I recently received an email from a former friend.  The message was a brief apology regarding the circumstances surrounding our parting.  Though I had quite a few more negative emotional responses to it, more than any of those I appreciated it.  As a simple gesture, it was well intended and that was the most important thing.  I had to really think about whether I was going to respond to it at all.  I eventually decided to reply and just moments after sending it, I began to wonder If I really got across what  I wanted to.  I am a rambler after all.

What this is all leading to is a small part of what he wrote at the very end.  “I’m sure you’ll find what you’ve been blessed to receive.” This is a really welcome sentiment and I greatly appreciate it.  What I say here isn’t to nitpick, deride, or invalidate this well-wishing at all.  The concept of finding existential, emotional or other intangible things has come up in a number of conversations lately and I want to talk about my views on this common phrase and concept.  I don’t believe in finding things.  I believe in making them.

This is a hard one for me.  It’s not something I want to seem like I’m being preachy as it is a life lesson I’m still working on.  A lot of people communicate that “I need to find myself” or that “I’m looking for happiness.”  I really strongly believe that this will only set the stage for invalid findings and fruitless searches.  It seems like it’s one of those lazy/hard things we do to procrastinate or avoid more daunting ideas or situations.  Those actions which look or seem easier as they are less complex, but in the grand scheme of things just increase the sheer volume of work in the end.

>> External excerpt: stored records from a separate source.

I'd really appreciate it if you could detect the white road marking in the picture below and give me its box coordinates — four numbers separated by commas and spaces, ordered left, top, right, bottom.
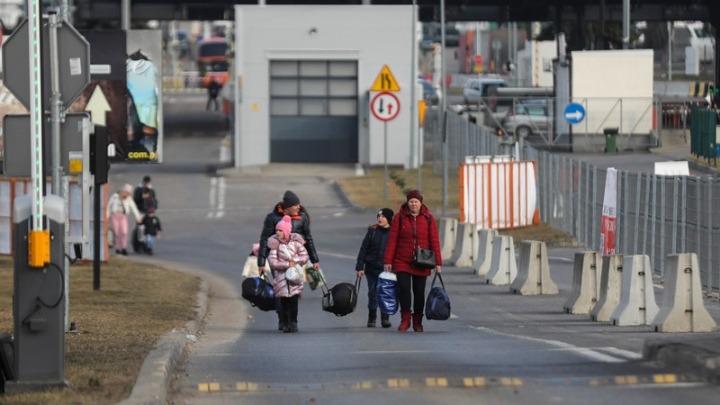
470, 326, 627, 363
207, 177, 217, 218
215, 177, 227, 218
318, 251, 357, 261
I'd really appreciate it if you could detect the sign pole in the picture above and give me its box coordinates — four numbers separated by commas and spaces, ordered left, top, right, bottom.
383, 121, 389, 205
93, 181, 102, 291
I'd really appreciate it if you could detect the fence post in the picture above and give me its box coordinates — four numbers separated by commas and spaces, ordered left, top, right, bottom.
678, 176, 688, 253
660, 177, 666, 276
592, 166, 600, 250
632, 173, 642, 255
650, 174, 663, 270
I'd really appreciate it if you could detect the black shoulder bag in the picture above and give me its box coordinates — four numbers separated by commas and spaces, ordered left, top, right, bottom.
412, 217, 436, 269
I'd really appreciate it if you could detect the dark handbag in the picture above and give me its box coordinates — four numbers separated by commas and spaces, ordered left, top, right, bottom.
412, 216, 436, 269
425, 273, 450, 321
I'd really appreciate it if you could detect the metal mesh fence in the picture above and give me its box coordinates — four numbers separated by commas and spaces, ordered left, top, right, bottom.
425, 112, 720, 292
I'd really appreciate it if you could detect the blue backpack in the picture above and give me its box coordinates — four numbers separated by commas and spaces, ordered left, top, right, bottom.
425, 272, 450, 321
377, 271, 398, 315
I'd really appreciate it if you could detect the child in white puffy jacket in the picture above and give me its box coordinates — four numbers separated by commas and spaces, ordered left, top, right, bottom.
268, 215, 310, 333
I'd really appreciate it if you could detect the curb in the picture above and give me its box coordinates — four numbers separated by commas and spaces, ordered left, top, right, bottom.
643, 340, 720, 385
119, 258, 209, 405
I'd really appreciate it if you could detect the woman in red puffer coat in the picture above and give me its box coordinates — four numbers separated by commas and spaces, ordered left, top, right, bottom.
384, 190, 442, 332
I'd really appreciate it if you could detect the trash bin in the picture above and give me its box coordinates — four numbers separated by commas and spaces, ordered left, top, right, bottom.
603, 128, 619, 153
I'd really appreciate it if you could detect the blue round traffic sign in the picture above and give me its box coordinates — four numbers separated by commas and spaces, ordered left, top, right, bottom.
563, 103, 585, 124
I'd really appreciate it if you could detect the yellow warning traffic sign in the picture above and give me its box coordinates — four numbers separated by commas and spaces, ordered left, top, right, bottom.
370, 65, 400, 92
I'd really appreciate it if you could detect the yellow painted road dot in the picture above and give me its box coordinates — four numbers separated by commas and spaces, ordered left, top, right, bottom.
653, 374, 677, 384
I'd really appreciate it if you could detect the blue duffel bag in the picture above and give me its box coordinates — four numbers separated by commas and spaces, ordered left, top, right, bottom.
425, 272, 450, 321
377, 271, 399, 315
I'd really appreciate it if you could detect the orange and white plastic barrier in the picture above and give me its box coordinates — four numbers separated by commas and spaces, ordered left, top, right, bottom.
458, 156, 539, 229
0, 178, 110, 260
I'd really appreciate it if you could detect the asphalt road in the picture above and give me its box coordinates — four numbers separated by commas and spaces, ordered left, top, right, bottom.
112, 94, 720, 404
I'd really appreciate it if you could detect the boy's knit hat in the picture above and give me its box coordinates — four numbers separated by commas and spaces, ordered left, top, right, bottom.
275, 215, 292, 238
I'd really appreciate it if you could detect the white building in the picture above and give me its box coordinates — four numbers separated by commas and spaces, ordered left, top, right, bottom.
234, 5, 422, 167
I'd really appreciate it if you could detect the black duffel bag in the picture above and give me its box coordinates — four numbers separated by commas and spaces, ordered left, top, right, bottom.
425, 272, 450, 321
322, 277, 361, 316
242, 277, 275, 311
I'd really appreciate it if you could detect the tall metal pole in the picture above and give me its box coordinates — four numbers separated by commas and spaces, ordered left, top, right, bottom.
28, 0, 45, 231
383, 121, 390, 205
668, 21, 673, 80
120, 0, 132, 31
623, 0, 630, 49
93, 181, 100, 291
440, 0, 448, 215
408, 0, 419, 169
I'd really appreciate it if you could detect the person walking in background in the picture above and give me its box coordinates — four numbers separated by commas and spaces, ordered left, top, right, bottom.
384, 190, 442, 332
355, 208, 393, 328
205, 79, 222, 111
105, 184, 142, 255
133, 176, 158, 214
267, 215, 309, 333
142, 206, 162, 256
257, 190, 320, 330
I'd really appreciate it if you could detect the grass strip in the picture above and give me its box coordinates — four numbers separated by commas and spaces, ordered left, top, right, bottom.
0, 258, 200, 404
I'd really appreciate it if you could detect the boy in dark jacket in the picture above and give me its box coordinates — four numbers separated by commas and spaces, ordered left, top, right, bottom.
142, 205, 162, 252
355, 208, 393, 328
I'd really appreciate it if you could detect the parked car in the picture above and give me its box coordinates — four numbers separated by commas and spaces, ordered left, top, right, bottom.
418, 79, 441, 105
463, 77, 507, 105
502, 99, 552, 138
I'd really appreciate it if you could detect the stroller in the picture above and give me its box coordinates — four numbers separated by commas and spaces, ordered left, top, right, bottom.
132, 224, 149, 253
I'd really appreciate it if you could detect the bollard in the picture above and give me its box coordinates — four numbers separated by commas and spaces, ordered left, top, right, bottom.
448, 223, 477, 267
652, 253, 716, 332
610, 255, 658, 326
590, 255, 623, 322
485, 236, 517, 285
510, 240, 560, 295
563, 252, 602, 315
473, 229, 497, 277
438, 217, 458, 257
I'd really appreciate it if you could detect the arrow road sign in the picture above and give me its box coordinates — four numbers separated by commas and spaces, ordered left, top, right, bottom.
85, 84, 112, 127
2, 20, 90, 108
563, 103, 585, 124
3, 113, 89, 177
370, 92, 400, 121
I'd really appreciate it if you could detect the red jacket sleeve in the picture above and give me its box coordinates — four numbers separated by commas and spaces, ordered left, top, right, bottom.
430, 217, 442, 266
383, 213, 402, 265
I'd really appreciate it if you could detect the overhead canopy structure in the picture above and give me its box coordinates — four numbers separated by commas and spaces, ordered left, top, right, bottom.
75, 0, 720, 25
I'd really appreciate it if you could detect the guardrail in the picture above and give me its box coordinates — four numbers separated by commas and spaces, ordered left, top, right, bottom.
425, 111, 720, 293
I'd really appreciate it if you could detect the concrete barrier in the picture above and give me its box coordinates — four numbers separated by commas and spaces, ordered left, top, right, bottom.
438, 217, 458, 257
590, 255, 623, 322
473, 229, 498, 277
485, 236, 517, 285
610, 255, 659, 326
563, 252, 603, 315
510, 240, 560, 295
448, 224, 478, 267
652, 253, 717, 332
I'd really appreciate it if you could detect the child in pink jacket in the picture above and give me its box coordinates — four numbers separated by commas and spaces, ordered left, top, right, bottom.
268, 215, 310, 333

If I were to seek out who I am, I will find a great many things that resonate or reflect what I am and even more that I am not.  The problem is that this really only creates a great Venn diagram of things which coincide with the best impression I have of myself.  It isn’t a one-to-one expression of exactly who I want to be and much more importantly who I am willing to be.  Sitting down and deciding who I am and making that a reality through my actions is a far more daunting task than mapping out which circles out there coincide with who I think I might be.  I think too many people settle for a pattern circles which are beneath them, which I don’t think is necessarily weakness so a simple failure to harness their own potential and unique opportunities.

That one I think I have down well enough, things get tricky when it comes to stuff like “looking for happiness”-type situations.  I lose track of that CONSTANTLY and must remind myself of time and again.  Happiness is an emotional state which comes from within myself.  Very often we are inclined to look to external factors as a barometer of our happiness which is one of the most sad mass-delusions in human history.

Of course there are many raw emotional states which are triggered by outside sources.  If a stranger were to walk up to me off the street and kicks me in the shins I would immediately feel anger, confusion, and hostility.  What happens next is usually the product of habit and conditioning, though anything I feel or do at that point is actually a choice.  The trick is breaking that down the facts of the situation and choosing what I want to do.  I could choose to feel vengeful and react with further aggression.  I could chose to feel hurt and mope about it all day.  I could even chose to feel special for having the unique experience of this very bizarre event and laugh about it the rest of the day sharing the absurdity with my friends.

The lazy/hard way to handle this is to just live with the conditioned responses I have built up and accept the consequences as fate.  The harder path is choosing to stop and make choices about how I will feel and respond to situations in life.  It’s not hard because you have to stop and think, that is quite easy once you figure it out.  The hard part is remembering to keep it up.  It’s easy to get lax and start to let things slide.  My recent conversations have reminded me of this and it’s time to get back at it.